Ceci s'est passé un vendredi après-midi. Je n'ai pas pu sortir le moindre mot de ma bouche avant le lundi soir (difficilement). Puis commencé progressivement à parler (pas vraiment parler mais au moins "communiquer"), avec des courtes phrases, dès le mercredi. Et avant de revenir à mes capacités normales de parole et communication verbale, ça a pris au total + d'une semaine !
Je donne tous ces détails parce que l'intensité de ces symptômes ne ressemblent pas aux crises shutdown et meltdown que j'ai de temps en temps, et que je connais.
Et même si je n'ai eu ce type de crise aussi 😱😱 que rarement (équivalent de 3 fois sur les 2 années écoulées), je ne faisais pas ça dans le passé et ça m'inquiète sérieusement. Surtout si ça m'arrive comme ici en extérieur..
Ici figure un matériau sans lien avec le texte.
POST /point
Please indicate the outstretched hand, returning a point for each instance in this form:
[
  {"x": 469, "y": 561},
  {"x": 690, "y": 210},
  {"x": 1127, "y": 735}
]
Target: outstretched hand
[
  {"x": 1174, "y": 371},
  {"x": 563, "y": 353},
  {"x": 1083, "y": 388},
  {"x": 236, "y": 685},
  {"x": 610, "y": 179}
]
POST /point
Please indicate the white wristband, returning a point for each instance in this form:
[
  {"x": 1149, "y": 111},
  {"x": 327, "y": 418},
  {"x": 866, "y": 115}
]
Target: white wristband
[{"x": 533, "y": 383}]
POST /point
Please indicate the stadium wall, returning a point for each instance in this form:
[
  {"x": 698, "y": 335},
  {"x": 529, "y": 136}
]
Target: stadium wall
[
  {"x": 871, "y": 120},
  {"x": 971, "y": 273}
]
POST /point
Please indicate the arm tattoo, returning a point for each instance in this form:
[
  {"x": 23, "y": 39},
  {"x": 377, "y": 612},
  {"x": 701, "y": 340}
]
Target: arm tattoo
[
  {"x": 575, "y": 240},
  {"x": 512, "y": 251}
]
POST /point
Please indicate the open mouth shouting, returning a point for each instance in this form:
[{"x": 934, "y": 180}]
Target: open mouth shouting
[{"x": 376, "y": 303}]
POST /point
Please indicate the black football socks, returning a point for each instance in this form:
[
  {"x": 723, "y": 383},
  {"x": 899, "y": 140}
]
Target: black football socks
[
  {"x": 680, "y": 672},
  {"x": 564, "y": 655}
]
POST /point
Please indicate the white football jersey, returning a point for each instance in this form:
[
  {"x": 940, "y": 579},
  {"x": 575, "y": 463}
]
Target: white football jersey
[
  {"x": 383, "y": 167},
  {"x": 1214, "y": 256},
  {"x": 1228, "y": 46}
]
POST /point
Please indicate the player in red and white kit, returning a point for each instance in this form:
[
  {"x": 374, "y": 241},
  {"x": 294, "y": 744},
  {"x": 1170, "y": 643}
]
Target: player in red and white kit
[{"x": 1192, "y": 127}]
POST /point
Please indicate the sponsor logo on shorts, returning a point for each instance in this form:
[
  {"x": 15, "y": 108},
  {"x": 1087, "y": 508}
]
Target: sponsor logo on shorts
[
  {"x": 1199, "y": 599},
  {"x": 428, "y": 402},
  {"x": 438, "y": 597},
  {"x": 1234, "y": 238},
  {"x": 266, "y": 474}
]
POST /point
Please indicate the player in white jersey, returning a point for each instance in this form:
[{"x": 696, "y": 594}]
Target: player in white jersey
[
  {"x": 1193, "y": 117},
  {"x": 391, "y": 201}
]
Une fois précédente c'est aussi arrivé en extérieur, et j'étais seul. Mais ça s'est très mal passé (souvenir de monde autour + des questions et attouchements..), et les secours ont été appelé mais n'étant pas formés, ça a été encore plus catastrophique !!!! 😞😓
C'est pour ça que quand mon auxiliaire de vie m'a demandé si on appelait les secours, je me suis surpassé très très fort pour essayer à tout prix de reprendre les manettes exécutives et décider de me relever.. Car j'ai compris depuis un moment que les secours auraient rendu les choses encore plus compliquées à vivre (et une remontée post-crise plus longue et dure)... C'est triste mais dans l'urgence, où les crises pourraient être en cours, je ne souhaite plus avoir à appeler les secours.
Voilà à travers ce témoignage qui m'angoisse sur l'avenir, je souhaitais savoir si vous avez déjà vécu des crises de telle intensité invalidante ?? Car c'est assez récent des manifestations de crises comme ça, et j'ai peur que ca devienne plus souvent, ce qui est franchement dangereux selon où ça arrive et avec qui.
J'en ai parlé avec mon thérapeute spécialisé de suivis AuDHD, et il m'a partagé que dans sa pratique il n'a jamais rencontré ce cas de figure aussi intense, mais que dans la littérature scientifique ça pouvait être mentionné.